Dans certains cas au moins, c’est le contraire de l’exploitation, si l’on peut dire, qui a enclenché le contact culturel désintégrateur. La distribution forcée de parcelles de terre aux Indiens d’Amérique du Nord, en 1887, a bénéficié à chacun d’eux individuellement, selon notre manière de calculer. Mais cette mesure a quasiment détruit l’existence physique de la race — le cas le plus frappant de déchéance culturelle qu’on connaisse. Le génie moral d’un John Collier a rétabli la situation presque un demi-siècle plus tard, quand il a insisté sur la nécessité d’un retour aux territoires tribaux  : de nos jours les Indiens d’Amérique du Nord forment à nouveau, au moins en certains endroits, une communauté vivante — et ce n’est pas l’amélioration économique, mais la restauration sociale qui a produit ce miracle. Le choc d’un contact culturel dévastateur a été enregistré par la naissance pathétique de la fameuse version de la Danse de l’Esprit (Ghost Danse), dans le jeu de main des Pawnee, vers 1890, exactement à l’époque où l’amélioration des conditions économiques rendait anachronique la culture /217/ aborigène de ces Indiens Peaux-Rouges. En outre, les recherches ethnologiques démontrent également que même le fait qu’une population augmente (ce qui est le second indice économique) n’exclut pas nécessairement qu’il se produise une catastrophe culturelle. En réalité, le taux de croissance naturel d’une popu­lation peut être un indice, soit de vitalité culturelle, soit de dégradation culturelle. Le sens originel du mot « prolétaire », qui rattache fécondité et mendicité, exprime cette ambivalence de manière frappante.

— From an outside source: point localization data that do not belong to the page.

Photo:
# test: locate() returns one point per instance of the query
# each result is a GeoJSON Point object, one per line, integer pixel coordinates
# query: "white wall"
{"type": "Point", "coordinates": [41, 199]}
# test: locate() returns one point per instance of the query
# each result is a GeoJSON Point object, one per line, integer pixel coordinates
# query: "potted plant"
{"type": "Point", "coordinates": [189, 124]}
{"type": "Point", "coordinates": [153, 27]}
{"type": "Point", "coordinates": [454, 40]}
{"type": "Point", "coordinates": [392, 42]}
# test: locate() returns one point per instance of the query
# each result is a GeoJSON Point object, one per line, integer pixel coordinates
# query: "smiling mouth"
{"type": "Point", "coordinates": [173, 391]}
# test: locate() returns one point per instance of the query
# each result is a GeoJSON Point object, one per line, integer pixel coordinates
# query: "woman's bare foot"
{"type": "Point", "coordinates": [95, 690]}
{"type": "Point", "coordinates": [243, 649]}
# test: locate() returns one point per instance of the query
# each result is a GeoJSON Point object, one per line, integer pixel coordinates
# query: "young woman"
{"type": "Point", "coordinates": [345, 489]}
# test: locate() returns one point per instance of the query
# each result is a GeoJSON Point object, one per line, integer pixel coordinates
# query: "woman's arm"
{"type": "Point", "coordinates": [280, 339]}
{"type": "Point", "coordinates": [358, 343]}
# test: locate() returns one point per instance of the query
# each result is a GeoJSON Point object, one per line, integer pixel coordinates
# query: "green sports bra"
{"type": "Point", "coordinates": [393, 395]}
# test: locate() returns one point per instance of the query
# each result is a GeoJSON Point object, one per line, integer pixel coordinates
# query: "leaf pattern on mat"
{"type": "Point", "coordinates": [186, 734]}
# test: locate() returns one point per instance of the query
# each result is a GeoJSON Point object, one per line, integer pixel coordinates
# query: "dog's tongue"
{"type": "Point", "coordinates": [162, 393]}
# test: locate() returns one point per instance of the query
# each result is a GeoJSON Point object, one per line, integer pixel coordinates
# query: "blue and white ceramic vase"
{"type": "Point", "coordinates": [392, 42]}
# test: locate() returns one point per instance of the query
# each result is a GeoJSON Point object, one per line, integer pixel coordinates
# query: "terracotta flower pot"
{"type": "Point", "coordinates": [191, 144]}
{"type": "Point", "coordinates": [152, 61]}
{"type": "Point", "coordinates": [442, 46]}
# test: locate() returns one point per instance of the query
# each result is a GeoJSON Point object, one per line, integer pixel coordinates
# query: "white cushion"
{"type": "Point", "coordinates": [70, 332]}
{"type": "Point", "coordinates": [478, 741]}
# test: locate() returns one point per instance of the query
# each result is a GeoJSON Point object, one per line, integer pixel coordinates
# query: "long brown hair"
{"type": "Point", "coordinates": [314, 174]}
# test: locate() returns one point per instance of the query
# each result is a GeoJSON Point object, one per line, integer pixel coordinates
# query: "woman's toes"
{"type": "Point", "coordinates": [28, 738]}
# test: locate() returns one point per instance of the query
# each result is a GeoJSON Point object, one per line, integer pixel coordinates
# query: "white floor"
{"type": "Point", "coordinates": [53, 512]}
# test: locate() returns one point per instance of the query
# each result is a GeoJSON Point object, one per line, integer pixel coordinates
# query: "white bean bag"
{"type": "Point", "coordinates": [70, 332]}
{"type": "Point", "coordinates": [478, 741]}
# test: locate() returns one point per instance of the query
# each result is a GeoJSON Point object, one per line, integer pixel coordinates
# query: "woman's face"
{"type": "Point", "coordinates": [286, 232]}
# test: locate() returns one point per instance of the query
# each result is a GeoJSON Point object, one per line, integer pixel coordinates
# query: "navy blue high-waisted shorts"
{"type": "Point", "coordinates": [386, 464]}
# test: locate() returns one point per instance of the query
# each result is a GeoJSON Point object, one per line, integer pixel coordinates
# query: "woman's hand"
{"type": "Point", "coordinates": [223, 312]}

Le préjugé économiste a été à la source à la fois de la grossière théorie de l’exploitation des débuts du capitalisme et de la conception fausse, non moins grossière, mais plus savante, qui a par la suite nié l’existence d’une catastrophe sociale. Cette interprétation plus récente de l’histoire a entraîné de manière significative la réhabilitation de l’économie du laissez-faire. En effet, si l’économie libérale n’a causé nul désastre, alors le protectionnisme, qui a privé le monde des bienfaits des marchés libres, a été un crime gratuit. On s’est mis à regarder de travers le terme même de « Révolution industrielle », parce qu’il donne une idée exagérée de ce qui était, pour l’essentiel, un lent processus de changement. Tout ce qui s’est passé, disent avec insistance ces spécialistes, c’est qu’en se déployant progressivement, les forces du progrès technique ont transformé la vie du peuple ; sans doute, bien des gens ont souffert de cette transformation, mais, globale­ment, l’histoire a été celle d’une amélioration continue. Cet heureux résultat est dû au fonctionnement presque inconscient de forces économiques qui ont exécuté leur travail bénéfique en dépit des interventions de partis impatients qui exagéraient les difficultés inévitables de l’époque. Pareille conclusion reve­nait tout simplement à nier qu’un danger eût menacé la société, et qu’il eût résulté de l’innovation économique. Si l’histoire révisée de la Révolution industrielle était conforme aux faits, le mouvement protectionniste aurait manqué de toute justification objective et le laissez-faire aurait été justifié. L’illusion matérialiste concernant la nature de la catastrophe sociale et culturelle a ainsi étayé la légende selon laquelle les maux de l’époque ont été causés par nos manquements au libéralisme économique.

En bref, ce ne sont pas des groupes ou classes isolés qui ont été à l’origine de ce qu’on appelle le mouvement collectiviste, /218/ bien que le résultat ait été influencé de manière décisive par le caractère des intérêts de classe en cause. En fin de compte, ce qui a pesé sur les événements, ce sont les intérêts de la société dans son ensemble, bien que leur défense ait incombé en priorité à un secteur de la population de préférence à un autre. Il apparaît raisonnable de grouper notre exposé du mouvement de protection, non pas autour des intérêts de classe, mais autour de ce qu’il y avait d’essentiel dans la société, et que le marché a mis en danger.

Polanyi. La grande transformation, Chapitre 13, « Naissance du credo libéral »

 

 

 

14


LE MARCHÉ ET L’HOMME

 

Séparer le travail des autres activités de la vie et le soumettre aux lois du marché, c’était anéantir toutes les formes organiques de l’existence et les remplacer par un type d’organisation différent, atomisé et individuel.

Ce plan de destruction a été fort bien servi par l’application du principe de la liberté de contrat. Il revenait à dire en pratique que les organisations non contractuelles fondées sur la parenté, le voisinage, le métier, la religion, devaient être liqui­dées, puisqu’elles exigeaient l’allégeance de l’individu et limi­taient ainsi sa liberté. Présenter ce principe comme un principe de non-ingérence, ainsi que les tenants de l’économie libérale avaient coutume de le faire, c’est exprimer purement et sim­plement un préjugé enraciné en faveur d’un type déterminé d’ingérence, à savoir, celle qui détruit les relations non contractuelles entre individus et les empêche de se reformer sponta­nément.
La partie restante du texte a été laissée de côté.